I believe, and this really shouldn’t be a stretch, that there are some types of complex code that require certain higher level proficiencies and theoretical knowledge, an obvious choice is parsers and compiler construction.  A developer who works in this area needs to have a good understanding of a number disciplines, which include but are not limited to: Formal Language Theory and Automata Theory and possibly some Abstract Algebra, which sadly many developers lack.  If you had a project that had components that are any type of compiler or parser and needed someone to create and subsequently work on the maintenance of the code, they would need to know these things, they would need to understand this complexity in an organized theoretical way.  The alternative would be an ad hoc approach to solving these problems which would probably yield significant complexity issues of its own.


These types of things can be seen at simpler scale, a system that makes use of state machines or heavy use of regular expressions will exhibit more compact and more complex code.  The maintainers have to have a skill level to deal with this more complex approach, sadly not all developers do.


Now you can probably find numerous code bases where these types of approaches and others were not used where they should have been, these codebases will be larger and will require a case by case effort to learn something that could have been “compressed” and generalized  with better theoretical understanding.  It’s a trade off if you cannot hire or retain people who have the advanced skills an advanced codebase can also be a maintenance liability.


Scenario #2 high reuse


Now let’s create a hypothetical example, say we have a system that has many similar components and a brilliant programmer manages to distill this complexity into compact highly reusable code.  The problem is that our brilliant programmer is the only one who can really understand it.  Ideas similar to this are pondered by John Cook in his post "Holographic Code".  Now it might be the case that it code that is really only understandable to our brilliant programmer, or he may be the only one in the organization with that level of proficiency, also in this case we will assume that complexity was not artificially introduced, i.e. not unnecessary complexity, which is also a real problem that arises in software systems.  Also we will assume that we know that a less complex solution that is more verbose with less reuse exists, and in fact the solution of the maintainer developer might be to completely rewrite it in a less complex fashion.
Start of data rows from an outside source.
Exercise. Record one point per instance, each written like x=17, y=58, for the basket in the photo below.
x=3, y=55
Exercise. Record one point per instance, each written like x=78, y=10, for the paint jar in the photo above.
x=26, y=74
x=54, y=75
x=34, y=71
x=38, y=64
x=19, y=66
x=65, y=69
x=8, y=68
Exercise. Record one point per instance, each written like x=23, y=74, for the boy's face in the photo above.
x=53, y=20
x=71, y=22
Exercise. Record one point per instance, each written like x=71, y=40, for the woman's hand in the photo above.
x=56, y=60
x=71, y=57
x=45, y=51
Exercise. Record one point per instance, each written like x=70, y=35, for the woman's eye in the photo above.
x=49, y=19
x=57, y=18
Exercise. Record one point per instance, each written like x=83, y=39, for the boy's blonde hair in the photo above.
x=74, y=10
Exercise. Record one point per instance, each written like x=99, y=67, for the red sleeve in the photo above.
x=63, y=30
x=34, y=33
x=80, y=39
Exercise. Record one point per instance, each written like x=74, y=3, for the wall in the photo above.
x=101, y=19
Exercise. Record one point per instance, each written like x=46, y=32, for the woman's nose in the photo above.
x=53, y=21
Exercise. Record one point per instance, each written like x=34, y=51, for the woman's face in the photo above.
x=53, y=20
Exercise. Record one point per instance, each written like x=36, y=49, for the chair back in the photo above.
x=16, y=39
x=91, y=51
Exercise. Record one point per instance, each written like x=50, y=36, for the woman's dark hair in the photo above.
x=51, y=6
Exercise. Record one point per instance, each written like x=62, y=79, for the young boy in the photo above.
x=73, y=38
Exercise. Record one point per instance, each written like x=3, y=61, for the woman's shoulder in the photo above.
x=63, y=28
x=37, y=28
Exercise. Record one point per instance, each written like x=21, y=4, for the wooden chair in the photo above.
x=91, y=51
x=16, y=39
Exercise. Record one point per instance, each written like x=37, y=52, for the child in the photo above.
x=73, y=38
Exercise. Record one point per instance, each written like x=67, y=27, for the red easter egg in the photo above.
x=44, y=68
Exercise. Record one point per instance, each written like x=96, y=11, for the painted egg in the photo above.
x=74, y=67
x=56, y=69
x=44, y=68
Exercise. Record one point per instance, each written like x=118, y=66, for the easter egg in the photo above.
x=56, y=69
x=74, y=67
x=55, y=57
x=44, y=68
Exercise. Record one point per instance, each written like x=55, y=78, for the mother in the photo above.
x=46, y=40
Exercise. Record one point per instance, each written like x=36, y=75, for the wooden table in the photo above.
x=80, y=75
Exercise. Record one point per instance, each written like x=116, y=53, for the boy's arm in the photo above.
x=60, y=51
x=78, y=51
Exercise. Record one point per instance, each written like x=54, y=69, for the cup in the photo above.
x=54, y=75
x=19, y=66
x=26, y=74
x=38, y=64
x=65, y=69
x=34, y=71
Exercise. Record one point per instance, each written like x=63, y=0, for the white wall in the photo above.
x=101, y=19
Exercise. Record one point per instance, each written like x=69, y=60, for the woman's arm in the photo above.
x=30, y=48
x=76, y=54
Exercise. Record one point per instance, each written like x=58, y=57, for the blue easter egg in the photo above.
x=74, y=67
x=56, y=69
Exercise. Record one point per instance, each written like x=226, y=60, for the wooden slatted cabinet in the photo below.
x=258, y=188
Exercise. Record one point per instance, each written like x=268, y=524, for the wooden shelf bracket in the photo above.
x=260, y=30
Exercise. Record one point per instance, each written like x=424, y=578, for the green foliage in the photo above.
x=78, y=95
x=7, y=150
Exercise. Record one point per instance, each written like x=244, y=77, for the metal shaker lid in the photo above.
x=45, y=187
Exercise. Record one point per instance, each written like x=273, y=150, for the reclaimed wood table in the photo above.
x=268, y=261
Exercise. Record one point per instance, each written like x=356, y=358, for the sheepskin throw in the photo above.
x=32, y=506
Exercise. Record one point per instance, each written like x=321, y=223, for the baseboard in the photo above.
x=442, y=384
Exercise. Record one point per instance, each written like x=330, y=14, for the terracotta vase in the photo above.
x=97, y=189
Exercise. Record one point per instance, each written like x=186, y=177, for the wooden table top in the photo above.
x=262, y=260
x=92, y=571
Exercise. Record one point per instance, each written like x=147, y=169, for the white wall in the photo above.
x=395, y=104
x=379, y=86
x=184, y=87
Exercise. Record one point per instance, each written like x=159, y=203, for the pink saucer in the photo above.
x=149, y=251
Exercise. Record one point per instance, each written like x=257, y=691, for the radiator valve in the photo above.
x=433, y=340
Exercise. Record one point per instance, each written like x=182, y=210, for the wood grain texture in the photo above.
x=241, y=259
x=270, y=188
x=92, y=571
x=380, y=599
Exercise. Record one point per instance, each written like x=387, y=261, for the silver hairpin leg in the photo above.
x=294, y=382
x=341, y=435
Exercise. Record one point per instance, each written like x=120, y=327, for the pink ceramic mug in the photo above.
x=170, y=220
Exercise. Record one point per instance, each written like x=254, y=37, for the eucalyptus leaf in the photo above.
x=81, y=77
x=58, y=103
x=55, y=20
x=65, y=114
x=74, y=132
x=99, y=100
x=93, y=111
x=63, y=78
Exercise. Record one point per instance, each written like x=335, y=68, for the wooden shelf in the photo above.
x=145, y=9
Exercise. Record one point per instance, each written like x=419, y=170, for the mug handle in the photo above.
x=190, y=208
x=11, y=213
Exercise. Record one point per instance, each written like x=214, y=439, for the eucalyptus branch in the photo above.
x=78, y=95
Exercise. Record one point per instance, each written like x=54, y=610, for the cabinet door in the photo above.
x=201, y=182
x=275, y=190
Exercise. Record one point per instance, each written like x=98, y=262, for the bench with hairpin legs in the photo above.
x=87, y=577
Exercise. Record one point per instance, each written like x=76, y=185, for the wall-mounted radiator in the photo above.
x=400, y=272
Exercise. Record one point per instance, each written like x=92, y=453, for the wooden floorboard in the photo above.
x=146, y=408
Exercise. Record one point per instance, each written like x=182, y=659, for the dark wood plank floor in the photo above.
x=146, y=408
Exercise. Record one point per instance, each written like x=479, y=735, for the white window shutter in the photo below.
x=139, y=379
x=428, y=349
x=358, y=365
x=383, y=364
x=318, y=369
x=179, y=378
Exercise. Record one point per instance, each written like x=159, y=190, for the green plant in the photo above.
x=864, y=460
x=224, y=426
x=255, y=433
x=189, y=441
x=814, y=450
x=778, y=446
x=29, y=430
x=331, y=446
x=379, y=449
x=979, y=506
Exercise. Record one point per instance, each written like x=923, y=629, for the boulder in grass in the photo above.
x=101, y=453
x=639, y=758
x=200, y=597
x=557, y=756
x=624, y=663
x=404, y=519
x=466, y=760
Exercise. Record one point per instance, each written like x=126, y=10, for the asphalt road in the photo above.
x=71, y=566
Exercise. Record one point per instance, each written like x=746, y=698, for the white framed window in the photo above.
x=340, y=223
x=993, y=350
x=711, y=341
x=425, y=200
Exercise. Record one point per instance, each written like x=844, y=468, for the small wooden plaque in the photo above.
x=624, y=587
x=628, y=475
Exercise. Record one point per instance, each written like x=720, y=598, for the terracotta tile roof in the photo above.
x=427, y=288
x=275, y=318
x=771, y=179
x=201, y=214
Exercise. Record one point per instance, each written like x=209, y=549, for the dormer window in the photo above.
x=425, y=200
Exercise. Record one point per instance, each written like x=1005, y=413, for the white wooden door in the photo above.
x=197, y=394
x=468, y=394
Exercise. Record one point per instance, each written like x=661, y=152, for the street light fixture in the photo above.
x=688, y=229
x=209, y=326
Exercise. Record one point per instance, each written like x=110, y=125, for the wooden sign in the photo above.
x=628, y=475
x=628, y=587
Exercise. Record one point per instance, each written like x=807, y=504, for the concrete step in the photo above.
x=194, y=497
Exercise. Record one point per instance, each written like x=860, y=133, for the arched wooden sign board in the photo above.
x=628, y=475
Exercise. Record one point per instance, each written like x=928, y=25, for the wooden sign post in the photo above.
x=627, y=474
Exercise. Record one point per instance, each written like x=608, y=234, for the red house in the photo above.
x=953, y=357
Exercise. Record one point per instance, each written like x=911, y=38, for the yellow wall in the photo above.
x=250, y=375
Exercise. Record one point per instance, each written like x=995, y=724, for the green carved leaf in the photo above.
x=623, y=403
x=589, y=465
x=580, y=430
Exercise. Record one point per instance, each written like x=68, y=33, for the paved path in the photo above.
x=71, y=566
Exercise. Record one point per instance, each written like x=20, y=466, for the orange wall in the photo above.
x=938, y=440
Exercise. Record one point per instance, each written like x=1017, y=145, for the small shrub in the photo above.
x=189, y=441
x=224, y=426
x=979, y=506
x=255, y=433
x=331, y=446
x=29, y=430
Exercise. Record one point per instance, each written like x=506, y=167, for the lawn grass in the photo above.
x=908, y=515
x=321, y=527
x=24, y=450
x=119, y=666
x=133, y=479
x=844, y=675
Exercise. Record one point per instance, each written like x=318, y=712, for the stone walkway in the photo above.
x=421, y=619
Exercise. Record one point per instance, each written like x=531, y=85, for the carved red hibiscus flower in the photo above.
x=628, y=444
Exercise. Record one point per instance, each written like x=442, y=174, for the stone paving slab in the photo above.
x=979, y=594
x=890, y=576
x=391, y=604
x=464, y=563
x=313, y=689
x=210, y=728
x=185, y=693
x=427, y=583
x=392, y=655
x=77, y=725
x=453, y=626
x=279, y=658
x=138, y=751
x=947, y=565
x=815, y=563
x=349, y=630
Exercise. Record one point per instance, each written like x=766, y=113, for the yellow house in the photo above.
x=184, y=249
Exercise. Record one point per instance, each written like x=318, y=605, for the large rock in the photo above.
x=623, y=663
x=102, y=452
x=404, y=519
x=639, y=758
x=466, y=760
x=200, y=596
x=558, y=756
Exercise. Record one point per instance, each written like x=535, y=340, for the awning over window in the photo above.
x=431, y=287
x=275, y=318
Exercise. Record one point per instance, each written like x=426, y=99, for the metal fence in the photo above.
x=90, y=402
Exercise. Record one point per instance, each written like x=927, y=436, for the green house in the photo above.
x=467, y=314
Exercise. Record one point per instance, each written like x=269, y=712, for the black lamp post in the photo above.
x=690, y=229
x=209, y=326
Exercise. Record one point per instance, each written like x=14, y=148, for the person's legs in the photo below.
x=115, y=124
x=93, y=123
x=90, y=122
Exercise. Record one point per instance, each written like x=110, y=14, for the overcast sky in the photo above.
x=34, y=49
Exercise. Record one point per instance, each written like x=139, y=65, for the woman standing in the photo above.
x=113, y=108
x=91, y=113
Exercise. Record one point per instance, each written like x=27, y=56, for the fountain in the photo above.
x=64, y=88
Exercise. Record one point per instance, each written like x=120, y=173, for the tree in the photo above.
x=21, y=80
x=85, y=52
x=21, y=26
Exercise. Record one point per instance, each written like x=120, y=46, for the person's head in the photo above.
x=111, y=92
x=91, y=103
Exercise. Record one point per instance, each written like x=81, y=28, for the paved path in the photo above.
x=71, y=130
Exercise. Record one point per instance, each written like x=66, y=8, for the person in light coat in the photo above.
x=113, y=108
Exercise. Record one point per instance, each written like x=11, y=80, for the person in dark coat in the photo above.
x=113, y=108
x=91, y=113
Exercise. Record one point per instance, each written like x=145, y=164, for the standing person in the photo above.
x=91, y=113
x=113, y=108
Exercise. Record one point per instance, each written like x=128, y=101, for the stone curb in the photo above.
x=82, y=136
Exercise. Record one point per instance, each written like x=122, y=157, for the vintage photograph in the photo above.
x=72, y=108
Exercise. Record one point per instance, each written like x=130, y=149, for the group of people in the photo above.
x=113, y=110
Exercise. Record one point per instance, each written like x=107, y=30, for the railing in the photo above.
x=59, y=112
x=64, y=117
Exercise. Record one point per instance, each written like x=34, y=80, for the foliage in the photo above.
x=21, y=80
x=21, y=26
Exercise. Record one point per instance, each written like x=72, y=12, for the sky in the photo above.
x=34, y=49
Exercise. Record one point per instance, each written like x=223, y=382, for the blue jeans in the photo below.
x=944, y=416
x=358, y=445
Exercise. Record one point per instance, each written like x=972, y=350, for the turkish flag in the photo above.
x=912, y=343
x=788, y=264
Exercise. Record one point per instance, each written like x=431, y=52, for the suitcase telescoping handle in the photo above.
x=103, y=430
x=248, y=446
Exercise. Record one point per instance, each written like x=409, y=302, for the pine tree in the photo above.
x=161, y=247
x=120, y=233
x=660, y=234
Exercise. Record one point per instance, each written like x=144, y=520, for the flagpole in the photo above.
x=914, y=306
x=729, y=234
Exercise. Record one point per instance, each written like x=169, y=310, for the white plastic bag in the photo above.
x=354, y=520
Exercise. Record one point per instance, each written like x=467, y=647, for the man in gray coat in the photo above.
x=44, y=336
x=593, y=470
As we have previously seen, the complete compressibility of a code base can never be achieved which relates heavily to aspects of both Information Theory and Algorithmic Information theory this results in  diminishing returns in terms of shrinking an algorithm or codebase.  My speculation here, based on observation, is that as a codebase is "compressed" its complexity increases as shown above.  Essentially you need to be increasingly clever to continue to increase reuse.  Now some of these reuse complexity issues may be due to our lack of understanding of complexity in relation to software construction.  It is feasible that things that we find hard to gain reuse with today may be easier in the future with advances in this understanding.


Another idea from the research covered in my previous post is that different domains exhibit different degrees of Favorability/Resistance to reuse. I would also suspect that the types of reusable components would also vary across different domains this makes me think that perhaps in the future reusability in different domains can be guided both qualitatively and quantitatively by either empirical or theoretical means or both. This means that you might have fore-knowledge of the "compressibility" of a "domain solution" and then you would be able to guide the development effort appropriately.


I feel the ideas here are a step back from a possible absolutist thinking to reuse.  Reuse like any important approach in software, for example test coverage, which can also exhibit diminishing returns, needs to be tempered and viewed as an optimization as to the extent of its practice.  In many respects that’s what good engineering is, working within constraints and optimizing your outcome within those constraints.